Desempenhou ainda funções como conselheiro cultural da Embaixada de Portugal em Paris (1997-2004) e foi diretor do Instituto Camões na capital francesa.
Em 2022, quando assinalava meio século de vida literária e publicou “50 Anos de Poesia Antologia Pessoal (1972-2022)”, confessava na entrevista ao DN sentir-se mais algarvio do que lisboeta, por se achar um pouco fora do seu espaço na capital portuguesa. “Não direi exilado pois é a minha cidade, mas o meu lugar é de facto no Algarve”, afirmou então, confessando, porém, que Lisboa tinha “uma rival”: “Eu faço parte de uma geração para a qual Paris era o centro do mundo”. Nuno Júdice é também um dos autores no centro da exposição inaugurada no passado dia 21 pelo Museu do Louvre, em Paris, “Poésie du Louvre”, que ficará patente até 21 de setembro, com textos sobre o museu, já publicados em livro.
Em “Um Canto na Espessura dos Textos – Leituras da poesia de Nuno Júdice”, volume de ensaios dedicados a Nuno Júdice que chegou às livrarias no passado dia 08, António Carlos Cortez faz “uma homenagem à obra de um dos maiores poetas portugueses”.
No ensaio publicado no JL, Cortez fala do despojamento, do poder de contenção, da capacidade de a escrita de Júdice atingir o essencial, com as suas imagens, o seu poder descritivo. Não se trata de “absolutizar a limpidez em nome duma qualquer poesia pura”, alerta Cortez. “Como nenhum outro”, Nuno Júdice “sobrecarrega, nesse processo de purificação, o texto dum pensamento que, posto na página, ao passar pela superfície do real, o transforma, o embacia para dar a ver a outra realidade que a poesia cria”.

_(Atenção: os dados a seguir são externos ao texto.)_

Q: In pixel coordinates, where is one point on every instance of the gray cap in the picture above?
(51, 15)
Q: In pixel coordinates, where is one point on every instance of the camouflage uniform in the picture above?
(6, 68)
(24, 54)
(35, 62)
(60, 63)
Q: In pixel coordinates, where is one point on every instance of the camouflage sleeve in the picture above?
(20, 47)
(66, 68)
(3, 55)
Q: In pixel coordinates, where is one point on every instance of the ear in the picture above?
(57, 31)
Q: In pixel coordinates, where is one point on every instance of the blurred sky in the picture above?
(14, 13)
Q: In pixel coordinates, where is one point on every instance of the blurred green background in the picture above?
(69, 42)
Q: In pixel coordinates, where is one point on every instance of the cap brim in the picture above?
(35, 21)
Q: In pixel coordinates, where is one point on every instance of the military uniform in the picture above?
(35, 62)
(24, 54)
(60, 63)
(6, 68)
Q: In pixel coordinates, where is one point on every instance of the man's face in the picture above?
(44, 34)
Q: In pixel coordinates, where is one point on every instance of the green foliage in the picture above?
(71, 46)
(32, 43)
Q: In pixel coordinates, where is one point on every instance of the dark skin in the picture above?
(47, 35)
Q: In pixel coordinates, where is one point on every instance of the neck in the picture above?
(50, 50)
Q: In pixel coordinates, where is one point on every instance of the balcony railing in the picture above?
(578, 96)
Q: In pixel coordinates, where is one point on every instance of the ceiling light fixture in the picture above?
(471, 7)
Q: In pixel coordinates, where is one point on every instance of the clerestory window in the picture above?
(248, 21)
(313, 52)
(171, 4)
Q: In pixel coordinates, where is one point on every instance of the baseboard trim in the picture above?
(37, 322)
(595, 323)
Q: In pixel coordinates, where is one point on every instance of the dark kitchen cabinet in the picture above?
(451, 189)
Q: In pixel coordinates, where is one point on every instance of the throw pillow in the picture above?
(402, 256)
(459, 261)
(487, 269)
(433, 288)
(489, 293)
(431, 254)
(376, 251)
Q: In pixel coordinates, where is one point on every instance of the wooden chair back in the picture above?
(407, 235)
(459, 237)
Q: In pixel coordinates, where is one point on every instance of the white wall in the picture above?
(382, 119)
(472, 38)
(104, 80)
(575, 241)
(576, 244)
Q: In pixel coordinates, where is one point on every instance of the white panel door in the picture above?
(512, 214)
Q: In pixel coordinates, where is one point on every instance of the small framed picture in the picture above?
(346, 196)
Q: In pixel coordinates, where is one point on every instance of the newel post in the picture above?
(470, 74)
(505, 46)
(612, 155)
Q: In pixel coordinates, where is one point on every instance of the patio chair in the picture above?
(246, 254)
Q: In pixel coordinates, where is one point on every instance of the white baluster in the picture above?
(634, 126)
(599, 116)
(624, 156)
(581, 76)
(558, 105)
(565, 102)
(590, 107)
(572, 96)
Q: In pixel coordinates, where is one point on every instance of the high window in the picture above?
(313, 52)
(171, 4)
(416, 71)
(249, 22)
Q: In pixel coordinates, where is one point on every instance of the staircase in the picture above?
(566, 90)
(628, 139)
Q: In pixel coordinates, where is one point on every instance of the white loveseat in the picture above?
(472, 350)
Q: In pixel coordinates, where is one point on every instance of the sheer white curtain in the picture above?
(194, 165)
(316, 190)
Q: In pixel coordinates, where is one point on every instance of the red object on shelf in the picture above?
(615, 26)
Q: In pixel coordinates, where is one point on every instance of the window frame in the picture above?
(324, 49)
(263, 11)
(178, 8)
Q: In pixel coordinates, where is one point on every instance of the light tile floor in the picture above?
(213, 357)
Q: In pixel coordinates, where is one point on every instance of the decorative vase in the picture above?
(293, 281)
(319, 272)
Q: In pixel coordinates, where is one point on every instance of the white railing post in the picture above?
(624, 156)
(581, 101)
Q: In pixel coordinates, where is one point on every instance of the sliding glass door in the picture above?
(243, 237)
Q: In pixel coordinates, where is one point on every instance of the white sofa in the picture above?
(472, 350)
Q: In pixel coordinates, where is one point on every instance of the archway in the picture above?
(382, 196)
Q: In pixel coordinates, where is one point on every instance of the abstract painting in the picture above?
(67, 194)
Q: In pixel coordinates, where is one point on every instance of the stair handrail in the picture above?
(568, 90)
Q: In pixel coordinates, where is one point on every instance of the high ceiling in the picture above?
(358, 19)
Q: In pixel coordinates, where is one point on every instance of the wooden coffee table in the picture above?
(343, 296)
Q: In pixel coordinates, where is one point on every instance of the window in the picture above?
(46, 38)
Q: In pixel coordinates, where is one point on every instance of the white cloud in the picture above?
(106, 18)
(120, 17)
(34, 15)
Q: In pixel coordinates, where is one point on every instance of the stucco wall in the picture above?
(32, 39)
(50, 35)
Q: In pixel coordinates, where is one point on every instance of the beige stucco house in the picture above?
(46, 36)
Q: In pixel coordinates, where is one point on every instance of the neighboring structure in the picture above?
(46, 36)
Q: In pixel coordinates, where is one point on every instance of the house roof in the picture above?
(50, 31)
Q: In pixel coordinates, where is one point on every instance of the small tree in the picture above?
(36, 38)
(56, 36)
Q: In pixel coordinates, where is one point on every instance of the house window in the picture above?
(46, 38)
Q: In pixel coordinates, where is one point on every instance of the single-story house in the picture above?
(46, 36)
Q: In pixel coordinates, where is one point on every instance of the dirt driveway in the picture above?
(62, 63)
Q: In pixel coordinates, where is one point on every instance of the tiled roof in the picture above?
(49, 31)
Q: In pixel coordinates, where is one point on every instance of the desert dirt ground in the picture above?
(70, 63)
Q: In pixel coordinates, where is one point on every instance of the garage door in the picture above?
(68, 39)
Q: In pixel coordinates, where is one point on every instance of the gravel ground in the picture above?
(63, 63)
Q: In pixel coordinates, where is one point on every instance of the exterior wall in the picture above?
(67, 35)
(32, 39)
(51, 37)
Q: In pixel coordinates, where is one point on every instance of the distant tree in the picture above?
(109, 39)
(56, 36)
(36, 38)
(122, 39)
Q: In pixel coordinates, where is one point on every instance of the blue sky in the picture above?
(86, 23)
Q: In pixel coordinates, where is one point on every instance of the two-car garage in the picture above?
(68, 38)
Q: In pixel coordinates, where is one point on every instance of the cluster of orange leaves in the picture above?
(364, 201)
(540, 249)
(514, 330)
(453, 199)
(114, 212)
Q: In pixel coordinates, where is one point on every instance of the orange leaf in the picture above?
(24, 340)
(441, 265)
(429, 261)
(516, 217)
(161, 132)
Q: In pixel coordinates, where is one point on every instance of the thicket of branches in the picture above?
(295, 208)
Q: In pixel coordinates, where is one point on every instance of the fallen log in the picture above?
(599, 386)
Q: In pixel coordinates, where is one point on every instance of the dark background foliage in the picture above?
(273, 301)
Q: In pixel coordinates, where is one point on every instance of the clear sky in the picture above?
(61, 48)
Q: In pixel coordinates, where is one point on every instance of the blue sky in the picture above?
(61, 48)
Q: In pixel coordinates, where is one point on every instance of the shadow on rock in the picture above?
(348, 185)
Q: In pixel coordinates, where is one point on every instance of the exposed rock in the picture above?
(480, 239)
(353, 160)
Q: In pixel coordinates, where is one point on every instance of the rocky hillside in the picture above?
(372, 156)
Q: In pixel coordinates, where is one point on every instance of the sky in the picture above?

E cita o poeta: “Se eu quisesse falar das tarefas da poesia/ talvez começasse por compará-la com o que/ se tem de fazer a uma janela quando os vidros/ estão sujos de de um pó de muitos anos de vento/ e abandono. Então passo o pano da metáfora/ por esse vidro, mas em vez de o limpar ainda/ acrescento ao pó as imagens que vinham agarradas ao pano”.